Chapter 12, Problem 7CT

To determine

To find: the mean, median, mode and range of the diver weight with tanks.

Answer to Problem 7CT

Here mean is $109.6$ ,median is $109.5$ , range is $15$ and there is no mode.

Explanation of Solution

Given:

The weights of scuba divers without tanks are:

  $85,103,94,97,88,91,104,95$ .

The weight of a tank is $15\text{kg}$ .

Concept used:

Arithmetic mean:

Mean: $\stackrel{-}{x}=\frac{{\displaystyle \sum xi}}{N}$ .

Median $=\left\{\begin{array}{c}\frac{N}{2}\text{th term; }N\text{ is odd}\\ \frac{N}{2}\text{th term; }N\text{ is even}\end{array}\right\}$ .

Mode= the value in the data set that occurs most frequently.

Calculation:

According to given the weights of scuba divers without tanks are:

  $85,103,94,97,88,91,104,95$ .

The weight of a tank is $15\text{kg}$ .

Without tank:

Mean is the average of the data:

  $\stackrel{-}{x}=\frac{85+88+91+94+95+97+103+104}{8}$ .

  $\Rightarrow \frac{757}{8}\approx 94.6$ .

The mean $\stackrel{-}{x}=94.6$ .

Median is calculated by making the order in increasing order and then choose the middle value.
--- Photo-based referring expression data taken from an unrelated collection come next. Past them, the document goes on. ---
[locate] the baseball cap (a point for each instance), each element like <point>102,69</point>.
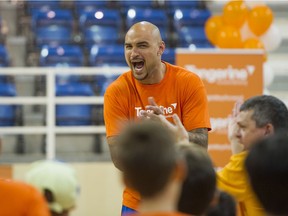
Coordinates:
<point>59,178</point>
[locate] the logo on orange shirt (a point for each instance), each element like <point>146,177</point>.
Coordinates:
<point>167,111</point>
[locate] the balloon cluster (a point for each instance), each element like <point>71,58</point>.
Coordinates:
<point>243,24</point>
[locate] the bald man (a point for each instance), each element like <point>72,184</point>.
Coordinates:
<point>152,85</point>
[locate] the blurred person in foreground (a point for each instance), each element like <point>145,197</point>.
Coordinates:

If the number of the data is even then there will have two middle value so, by taking the mean of two middle value get the median as:

The data in increasing order is:

  $85,88,91,94,95,97,103,104$ .

Total number of data is $8$ which is even so there will be two middle value which is $94,95$ by taking mean of two middle value:

  $\frac{94+95}{2}=94.5$ .

The median is $94.5$ .

Mode is the value that occurs maximum or most often.
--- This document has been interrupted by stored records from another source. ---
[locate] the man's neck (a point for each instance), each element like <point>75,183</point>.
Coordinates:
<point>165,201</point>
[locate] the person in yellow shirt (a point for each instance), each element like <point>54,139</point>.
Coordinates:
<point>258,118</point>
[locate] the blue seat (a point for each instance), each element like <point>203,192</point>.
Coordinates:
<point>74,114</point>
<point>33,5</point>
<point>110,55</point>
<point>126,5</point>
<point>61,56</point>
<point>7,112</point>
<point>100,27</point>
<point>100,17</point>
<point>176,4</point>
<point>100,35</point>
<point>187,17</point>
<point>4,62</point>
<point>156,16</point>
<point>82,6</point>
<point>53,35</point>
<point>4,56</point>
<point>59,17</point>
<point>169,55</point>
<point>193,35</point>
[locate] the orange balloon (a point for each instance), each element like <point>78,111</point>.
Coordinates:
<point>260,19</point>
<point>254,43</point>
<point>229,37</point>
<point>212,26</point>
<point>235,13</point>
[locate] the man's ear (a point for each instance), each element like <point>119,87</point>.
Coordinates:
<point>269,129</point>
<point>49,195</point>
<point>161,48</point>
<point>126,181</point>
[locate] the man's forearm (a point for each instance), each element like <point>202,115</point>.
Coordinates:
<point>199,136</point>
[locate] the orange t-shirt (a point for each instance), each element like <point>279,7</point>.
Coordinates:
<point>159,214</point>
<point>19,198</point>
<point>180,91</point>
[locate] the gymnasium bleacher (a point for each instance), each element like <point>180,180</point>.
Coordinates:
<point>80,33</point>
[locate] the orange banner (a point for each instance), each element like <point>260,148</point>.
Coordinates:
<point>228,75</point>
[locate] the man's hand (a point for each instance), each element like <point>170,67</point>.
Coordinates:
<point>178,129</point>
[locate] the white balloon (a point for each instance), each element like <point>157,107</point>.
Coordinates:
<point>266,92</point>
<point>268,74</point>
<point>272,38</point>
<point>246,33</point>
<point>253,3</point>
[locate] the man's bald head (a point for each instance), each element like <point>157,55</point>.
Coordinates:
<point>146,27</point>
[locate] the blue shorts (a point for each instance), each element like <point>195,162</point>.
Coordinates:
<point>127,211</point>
Taking the increasing order of the data:

  $85,88,91,94,95,97,103,104$ .

Here there is no mode since, there is no number which is occurred maximum.

Range is the difference between largest and smallest value.
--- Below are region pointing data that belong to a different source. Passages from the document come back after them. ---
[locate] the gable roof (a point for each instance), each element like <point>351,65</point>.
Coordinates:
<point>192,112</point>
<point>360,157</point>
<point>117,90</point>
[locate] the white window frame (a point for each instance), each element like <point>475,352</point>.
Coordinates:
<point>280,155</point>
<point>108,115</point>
Taking the increasing order of the data:

  $85,88,91,94,95,97,103,104$ .

Here largest value is $104$ and smallest value is $85$ .

  $104-85=19$ .

The range here is $19$ .

With tanks

Tank weighs $15\text{kg}$ add $15$ to the mean, median and mode the range will still be the same.

Hence, mean is $109.6$ ,median is $109.5$ , range is $15$ and there is no mode.